Mutluluğun özü insanın iyi olmasıdır. Mutluluk hakkı insanın doğuştan kazandığı bir haktır. İnsan bu hakkını kullanırken kesin olarak özgürlüğe ihtiyacı vardır. Özgür kişi, mutluluğa ait ilkeleri seçme özgürlüğüne sahiptir, ancak mutsuzluğa ait ilkeleri seçme özgürlüğüne sahip değildir. Çünkü Farabi’ye göre insan, insan olmama konusunda özgür değildir. Bir başka deyişle insan, iyi insan olmaya, kendi ilahi özünü gerçekleştirmeye çalışmak zorundadır.

Mutlu olmak, iyi insan olmak, iyi yaşamak demektir. İyi yaşamak, akla göre yaşamak, erdemli bir yaşam sürdürebilmek demektir. Bu türden bir yaşamı sürdüren insan, ölümsüz insandır. Ölüm sonrası da ahirette en yüksek mutluluğu yaşayacaktır. Farabi’nin mutluluk kavramından anladığıyla, günümüz insanının mutluluk algısı arasında bir hayli fark vardır. Farabi’ye göre mutluluk tesadüfen veya gelişigüzel zevklerle elde edilen bir şey değildir. Mutluluk ciddi ve sürekli bir çaba ister. Mutluluk, insanın işlevini en iyi şekilde yerine getirmesine bağlı bir şeydir.
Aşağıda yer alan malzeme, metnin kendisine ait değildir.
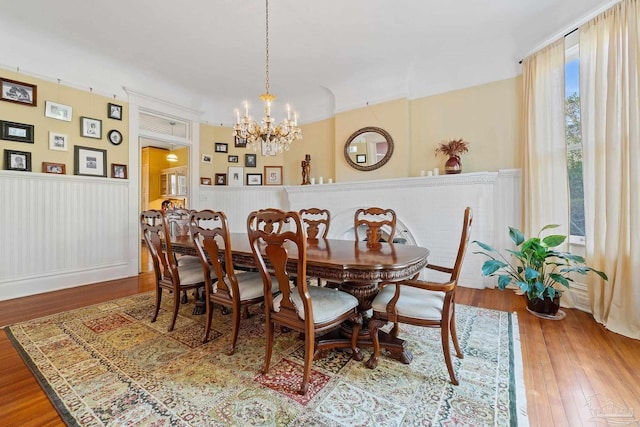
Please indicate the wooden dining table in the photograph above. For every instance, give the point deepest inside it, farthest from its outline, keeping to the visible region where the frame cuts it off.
(356, 267)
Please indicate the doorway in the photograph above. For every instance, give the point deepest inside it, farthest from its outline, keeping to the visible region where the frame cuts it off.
(166, 127)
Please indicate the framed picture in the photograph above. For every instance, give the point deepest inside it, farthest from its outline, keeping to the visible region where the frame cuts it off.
(57, 111)
(273, 175)
(250, 160)
(114, 111)
(221, 179)
(18, 92)
(59, 168)
(118, 171)
(91, 128)
(17, 160)
(266, 151)
(16, 132)
(235, 176)
(240, 142)
(254, 179)
(58, 141)
(90, 161)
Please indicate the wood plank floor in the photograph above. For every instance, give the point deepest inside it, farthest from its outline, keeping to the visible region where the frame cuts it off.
(576, 372)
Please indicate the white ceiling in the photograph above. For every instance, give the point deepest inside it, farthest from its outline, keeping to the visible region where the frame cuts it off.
(326, 56)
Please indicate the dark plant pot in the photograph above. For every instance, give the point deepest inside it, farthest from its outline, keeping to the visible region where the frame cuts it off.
(453, 165)
(546, 305)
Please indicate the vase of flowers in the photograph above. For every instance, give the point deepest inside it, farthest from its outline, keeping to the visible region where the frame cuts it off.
(453, 148)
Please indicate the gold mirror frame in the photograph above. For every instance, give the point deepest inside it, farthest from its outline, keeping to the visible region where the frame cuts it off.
(379, 163)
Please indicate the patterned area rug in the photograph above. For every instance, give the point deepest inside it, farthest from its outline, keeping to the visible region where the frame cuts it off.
(109, 365)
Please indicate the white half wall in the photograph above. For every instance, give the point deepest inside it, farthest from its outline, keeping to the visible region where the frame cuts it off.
(61, 231)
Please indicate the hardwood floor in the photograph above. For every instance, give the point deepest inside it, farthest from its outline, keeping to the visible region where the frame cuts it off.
(576, 372)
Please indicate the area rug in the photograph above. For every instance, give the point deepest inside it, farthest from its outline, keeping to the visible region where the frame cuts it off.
(108, 365)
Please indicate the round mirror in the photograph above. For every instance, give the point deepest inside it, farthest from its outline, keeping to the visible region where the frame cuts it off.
(369, 148)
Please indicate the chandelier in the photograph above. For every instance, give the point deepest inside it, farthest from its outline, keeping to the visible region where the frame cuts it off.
(271, 137)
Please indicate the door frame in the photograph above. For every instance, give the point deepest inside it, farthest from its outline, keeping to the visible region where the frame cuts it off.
(140, 103)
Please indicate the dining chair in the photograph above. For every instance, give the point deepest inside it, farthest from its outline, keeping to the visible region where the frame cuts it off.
(423, 303)
(278, 239)
(210, 233)
(375, 223)
(178, 219)
(169, 274)
(316, 222)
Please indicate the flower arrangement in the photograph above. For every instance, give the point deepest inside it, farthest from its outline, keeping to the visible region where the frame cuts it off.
(453, 147)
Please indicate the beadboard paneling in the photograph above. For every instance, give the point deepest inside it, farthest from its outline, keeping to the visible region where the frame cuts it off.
(60, 231)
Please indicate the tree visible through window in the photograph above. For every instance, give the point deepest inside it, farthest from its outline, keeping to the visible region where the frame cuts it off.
(574, 144)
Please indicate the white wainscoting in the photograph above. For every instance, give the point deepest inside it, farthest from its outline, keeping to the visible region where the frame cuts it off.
(65, 231)
(238, 202)
(431, 208)
(60, 231)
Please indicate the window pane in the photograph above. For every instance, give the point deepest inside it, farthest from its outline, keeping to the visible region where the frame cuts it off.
(574, 146)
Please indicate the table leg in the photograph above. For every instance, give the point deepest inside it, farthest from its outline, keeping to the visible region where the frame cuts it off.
(366, 292)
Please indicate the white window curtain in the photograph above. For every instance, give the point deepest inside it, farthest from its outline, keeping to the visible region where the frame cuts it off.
(609, 96)
(546, 183)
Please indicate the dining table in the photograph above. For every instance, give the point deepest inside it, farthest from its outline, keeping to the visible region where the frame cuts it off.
(356, 267)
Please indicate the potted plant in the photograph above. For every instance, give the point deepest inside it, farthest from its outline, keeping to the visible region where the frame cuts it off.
(453, 148)
(536, 267)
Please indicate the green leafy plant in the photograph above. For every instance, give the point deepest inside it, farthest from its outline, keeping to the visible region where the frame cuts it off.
(536, 268)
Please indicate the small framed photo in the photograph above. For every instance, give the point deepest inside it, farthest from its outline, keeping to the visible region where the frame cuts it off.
(273, 175)
(16, 132)
(118, 171)
(114, 111)
(254, 179)
(240, 142)
(17, 160)
(266, 151)
(91, 128)
(90, 161)
(58, 141)
(18, 92)
(236, 176)
(250, 160)
(221, 179)
(57, 111)
(59, 168)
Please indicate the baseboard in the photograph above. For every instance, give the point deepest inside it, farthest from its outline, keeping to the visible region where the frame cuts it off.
(62, 280)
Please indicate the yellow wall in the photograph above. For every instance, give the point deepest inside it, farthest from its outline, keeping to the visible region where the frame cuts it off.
(83, 103)
(392, 116)
(488, 116)
(317, 141)
(209, 135)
Nasıl ki bir mühendis, iyi bir eser ortaya çıkarmakla, hem işlevini hem de kendi mutluluğunu kazanmayı garanti altına alıyorsa; aynı şekilde, bilgisini doğru ve verimli kullanan bir insanın da sahip olduğu imkânlarıyla sürekli olarak hayatını en iyi hayat yapmak için kesintisiz olarak gayret içerisinde olması gerekir.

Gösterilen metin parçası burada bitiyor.